作者: 熊玲 时间:2006-03-20浏览次数:1226

 

我为歌狂的种种心理
  
     二00五年什么最狂潮? ——“超级女声”!
    二00五年谁最疯狂?  ——“超级歌迷”!
    如果说,人人都有疯狂的权利,那么,歌迷们为歌而狂实为一种个人权利的体现。歌声乃人情感之表达,音乐乃人灵魂之旋律。人们能为歌而狂,也实为一种精神需求的再现。
不是歌迷的我,似乎也在一种狂乱之中:为歌迷之狂而感到震惊!因为歌迷为超女疯狂而喜欢上了看《超级女声》!因为歌迷为歌狂之现象而有了想分析歌迷心理的冲动!因此,有了下面狂乱的表达(我为歌狂的“我”,意旨“歌迷”)。
                    
                            歌迷的疯狂与躁郁心理
 
    时至今日,《超级女声》的赛事已经结束,但它呈现出的“热浪”与道出的“声音”,已预示着它的继发行为和种种翻版,将永远不会结束。从现场、从媒体报道,《超级女声》让我们看到了一幕幕歌迷的疯狂:
    ——听众之多!发短信拉票的几百万,收看电视的几个亿!
    ——热情之高!可与“狂欢节”之夜的狂热蓖美。
    ——参与之执著!每一次狂热的拉票;痴迷于网络评论;关注所有“超女”动态;沉醉于每一场现场直播。
    ——歌迷的表达之癫!“嗨!看超女如享用美食大餐”、“看超女,过瘾!”“我看每场比赛,紧张的心都要蹦出来”、“是的,比我高考时还紧张”、“如今啊,干工作没劲,打麻将上瘾,听超声有味,看超女像发病”。

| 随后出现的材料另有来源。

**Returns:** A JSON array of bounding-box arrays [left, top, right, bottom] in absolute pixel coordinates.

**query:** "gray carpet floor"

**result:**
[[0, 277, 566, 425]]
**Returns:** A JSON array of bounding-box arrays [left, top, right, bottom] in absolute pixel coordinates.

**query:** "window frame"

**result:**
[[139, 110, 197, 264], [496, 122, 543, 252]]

    ——举动之疯!抢手机发短信,省吃俭用或欠债为超女投票;千里迢迢追寻到超女驻地为她们呐喊、为嗅到她们身上的气息;可以为歌手的哭泣而嚎哭、为歌手PK下去而茶饭不思;可以因为追捧的偶像不同或意见不一而相互攻击和斗殴;更可以因为评委的稍不留神而义愤填膺!
    于是,有了网络、各类报刊娱乐版上疯狂的酷评!有了娱乐商家难眠的亢奋!
    也许这个世界真的疯了?也许这个时代的人真的狂了?其实,歌迷的疯狂并不代表歌手有多么完美或歌曲有多么震撼人心。能让歌迷疯狂起来的,不仅是歌手,更是那些让歌手怎么样去唱的形式与运作方式。可以说,“疯狂”的形成是《超级女声》背后看得见的种种策划和看不见的种种心理的作用。
    这种歌迷的狂热和舆论的狂潮现象,使人觉得好似一种集体“情感性精神障碍------躁郁症”的大发作。人是精神属性和社会属性的人,精神分析理论对“情感躁狂”的研究认为,情感躁狂与情感抑郁是相关的,只是表现有分段性。躁狂的早期心理是压抑情感,躁狂是抑郁的转化,是情感精神早期受到创伤性压抑、或是一种限制性发展的结果。因此,躁狂实际是一种躁郁心理。人类的心理规律也正是:有情绪压抑,就会有情绪爆发;或者单调、平静、紧张的生活久了,会酿造一种沉闷的情绪,而使人们寻求新鲜、刺激、放松的欲望成为必然。歌迷们的类似“情感躁狂症”现象,本身就说明了人们对精神文化的强烈需求;说明了社会性群众文化生活的薄弱;说明了许多人,其情感心理的贫乏与渴望;说明了许多人在利用适合情绪表达的某种方式,渲泻他们沉默太久、压抑太多的力比多能量;也说明了那种表现上多么张扬、易激动的个性的人,亦是在个性心理上容易陷入抑郁的非常感性的一群人。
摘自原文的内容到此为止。